Despite the release of some federal funding from the U.S. Department of Agriculture, many programs are still in limbo, leaving New York farmers without funding they were counting on. 

In some cases, according to Sen. Kirsten Gillibrand, a freeze or end to some programs puts farmers at risk of defaulting on loans without contracted funding from the USDA. 

“Many of my constituents have reached out to me with extreme concerns that the financial viability of their operations is in jeopardy if they are unable to access those contracted funds,” Gillibrand wrote in a letter to the U.S. agriculture secretary. “Farmers have taken out loans to begin work on incredibly important and cost-saving projects on their farms.”

One of the frozen programs, the Rural Energy for America Program, allows farmers to purchase and install renewable energy systems and improve their energy efficiency. Awards for New York farms were given out last fall totaling over $5 million, some over $500,000 per farm.  

Kim Snyder, an owner of Stokoe 1812, a crop and dairy heifer farm in Monroe County, said their farm was approved for an approximately $220,000 REAP grant to install a new grain drying system that is more energy efficient.  

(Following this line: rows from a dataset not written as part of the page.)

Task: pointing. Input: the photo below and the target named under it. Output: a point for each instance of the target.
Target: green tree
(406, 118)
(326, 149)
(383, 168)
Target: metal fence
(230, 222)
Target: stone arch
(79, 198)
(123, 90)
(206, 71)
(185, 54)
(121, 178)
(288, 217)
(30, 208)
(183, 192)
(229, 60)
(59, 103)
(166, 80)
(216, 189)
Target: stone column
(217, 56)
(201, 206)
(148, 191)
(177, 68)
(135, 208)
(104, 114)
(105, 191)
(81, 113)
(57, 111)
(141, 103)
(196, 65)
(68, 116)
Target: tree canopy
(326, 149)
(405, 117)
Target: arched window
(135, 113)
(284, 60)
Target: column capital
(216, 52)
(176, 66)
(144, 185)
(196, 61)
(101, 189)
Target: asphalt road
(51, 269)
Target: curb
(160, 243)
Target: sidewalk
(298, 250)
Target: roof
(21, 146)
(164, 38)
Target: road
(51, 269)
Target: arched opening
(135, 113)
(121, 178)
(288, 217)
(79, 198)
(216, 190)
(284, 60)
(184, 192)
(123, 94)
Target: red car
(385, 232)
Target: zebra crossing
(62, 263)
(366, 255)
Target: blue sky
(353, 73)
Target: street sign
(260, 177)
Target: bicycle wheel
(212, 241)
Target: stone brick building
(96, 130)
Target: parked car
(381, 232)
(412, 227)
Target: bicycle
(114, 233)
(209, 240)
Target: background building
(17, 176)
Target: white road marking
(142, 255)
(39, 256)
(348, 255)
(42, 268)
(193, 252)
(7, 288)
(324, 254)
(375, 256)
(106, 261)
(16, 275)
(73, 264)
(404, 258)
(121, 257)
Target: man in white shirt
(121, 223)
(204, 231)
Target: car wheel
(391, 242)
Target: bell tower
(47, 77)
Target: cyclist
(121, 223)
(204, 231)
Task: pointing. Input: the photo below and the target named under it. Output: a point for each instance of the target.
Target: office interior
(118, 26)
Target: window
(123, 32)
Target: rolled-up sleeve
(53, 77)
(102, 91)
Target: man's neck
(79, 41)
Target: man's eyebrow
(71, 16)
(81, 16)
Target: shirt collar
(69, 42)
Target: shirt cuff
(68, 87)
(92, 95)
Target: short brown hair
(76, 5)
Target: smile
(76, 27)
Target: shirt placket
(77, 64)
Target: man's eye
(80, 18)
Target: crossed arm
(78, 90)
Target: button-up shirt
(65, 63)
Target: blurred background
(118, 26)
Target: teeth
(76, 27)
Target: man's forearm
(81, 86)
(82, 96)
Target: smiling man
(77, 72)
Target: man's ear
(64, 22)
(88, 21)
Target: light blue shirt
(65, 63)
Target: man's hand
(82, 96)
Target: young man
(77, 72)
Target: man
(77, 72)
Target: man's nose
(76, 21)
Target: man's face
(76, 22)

“We’ll start construction this spring and have it completed within a couple of months and then submit bills (to the USDA) for reimbursement,” Snyder said. 

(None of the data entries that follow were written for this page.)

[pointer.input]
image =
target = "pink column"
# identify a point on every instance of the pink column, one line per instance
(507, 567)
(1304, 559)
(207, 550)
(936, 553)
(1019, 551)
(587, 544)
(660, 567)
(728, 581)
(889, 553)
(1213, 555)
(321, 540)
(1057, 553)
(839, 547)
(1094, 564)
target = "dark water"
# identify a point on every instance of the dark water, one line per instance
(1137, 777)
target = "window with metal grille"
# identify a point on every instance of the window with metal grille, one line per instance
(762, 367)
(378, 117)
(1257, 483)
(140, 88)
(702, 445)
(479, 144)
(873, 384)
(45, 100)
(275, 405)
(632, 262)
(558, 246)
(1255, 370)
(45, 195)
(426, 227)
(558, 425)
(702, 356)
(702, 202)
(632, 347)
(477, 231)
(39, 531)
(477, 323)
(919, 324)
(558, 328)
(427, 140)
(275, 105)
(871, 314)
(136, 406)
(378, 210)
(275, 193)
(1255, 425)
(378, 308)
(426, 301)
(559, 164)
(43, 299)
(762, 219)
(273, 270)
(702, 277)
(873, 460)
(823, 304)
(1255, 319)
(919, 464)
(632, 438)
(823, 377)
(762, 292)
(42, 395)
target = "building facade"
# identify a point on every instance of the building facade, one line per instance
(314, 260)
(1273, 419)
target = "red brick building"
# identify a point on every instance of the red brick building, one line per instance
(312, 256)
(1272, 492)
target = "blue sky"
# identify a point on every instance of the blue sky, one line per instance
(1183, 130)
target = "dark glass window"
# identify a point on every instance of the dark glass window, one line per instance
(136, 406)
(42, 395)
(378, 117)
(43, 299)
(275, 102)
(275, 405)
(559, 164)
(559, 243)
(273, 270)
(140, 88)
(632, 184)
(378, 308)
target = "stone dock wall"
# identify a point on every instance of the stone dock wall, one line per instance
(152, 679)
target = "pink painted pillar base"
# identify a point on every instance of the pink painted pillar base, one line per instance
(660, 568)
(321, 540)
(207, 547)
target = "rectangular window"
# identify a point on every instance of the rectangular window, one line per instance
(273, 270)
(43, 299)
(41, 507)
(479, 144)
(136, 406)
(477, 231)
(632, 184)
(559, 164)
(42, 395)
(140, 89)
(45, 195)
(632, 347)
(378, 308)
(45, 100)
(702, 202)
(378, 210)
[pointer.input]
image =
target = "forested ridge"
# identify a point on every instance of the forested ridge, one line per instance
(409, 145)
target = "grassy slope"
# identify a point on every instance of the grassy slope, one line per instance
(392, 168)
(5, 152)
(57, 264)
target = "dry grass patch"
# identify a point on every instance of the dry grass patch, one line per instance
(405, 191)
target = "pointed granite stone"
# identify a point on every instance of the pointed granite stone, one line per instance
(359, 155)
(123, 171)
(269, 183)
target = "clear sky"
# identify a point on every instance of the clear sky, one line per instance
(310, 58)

While it is unclear what the status of the federal funding will be at that time, Snyder has concerns it will remain inaccessible.  

“It’s very likely it will (still be frozen), and every day brings new challenges. Now we have tariffs, besides the low commodity prices. It’s only going to get worse at this point,” she said.  

The farm raises about 2,000 acres of corn along with other crops such as wheat, barley, rye and soybeans.  

“Four years ago, we might have been able to get $5 for a bushel of corn. We’re now looking at $3.50, $3.60,” Snyder said. “At this point, we’ll have to plan to take out loans at 7-8%. [We] can’t afford that either, but that’s what you have to do if you’re going to be in the business.”

The new grain drying system is estimated to save the farm about $40,000 per year and reduce their energy usage by 57% per year. It would equal enough electricity to power 164 homes.  

In addition to the funding freeze, there have been staffing changes at USDA, including the Farm Service Agency (FSA), a branch of the department that helps with disaster relief, dairy coverage programs, loans and crop insurance. 

“If you choose to participate, which most farmers do, then it makes them eligible in the event of a price disaster or an environmental disaster,” said Mike McMahon, a dairy farmer and FSA state committee member.  

Recent layoffs and resignations at the USDA left New York’s FSA offices short-staffed, McMahon said.

“There’s 42 county offices in the state and we’re now at a point where we’ve got one person overseeing three county offices and this is occurring more and more because we’re not allowed to replace people who are retiring, we’re not allowed to bring new people in so we’re finding ourselves really stretched as far as covering all the bases in all the counties,” he said.  

Recently, the Department of Government Efficiency Service (DOGE) said it is terminating some of the office leases for the FSA and Natural Resources Conservation Services, another branch of the USDA that oversees environmental regulations and permits. One of those leases includes NRCS’ New York state office located in Syracuse.  

“Secretary Brooke Rollins fully supports President [Donald] Trump’s directive to eliminate wasteful spending and ensure taxpayer dollars are used effectively. USDA is optimizing building capacity and consolidating underutilized offices to reduce inefficiencies while continuing to prioritize frontline services for farmers, ranchers and rural communities,” said a spokesperson for the USDA.  

The USDA declined to do a full interview on the closure of the office in Syracuse.

These factors have led to uncertainty for agriculture stakeholders and farmers, McMahon said.  

“I think the biggest issue is just that nobody knows what’s happening. Employees are talking to their bosses, and they don’t know, and that echoes all the way to the state office,” he said. 

While Snyder said she hasn’t hit delays yet when working with the FSA to secure funding for her farm, she worries they will happen. 

“If you had somebody that was hired six months ago, you don’t know if you can count on that person being there anymore. It’s just the uneasiness, I get the ideas (Trump) is trying to promote but it definitely makes for unsettled times,” Snyder said.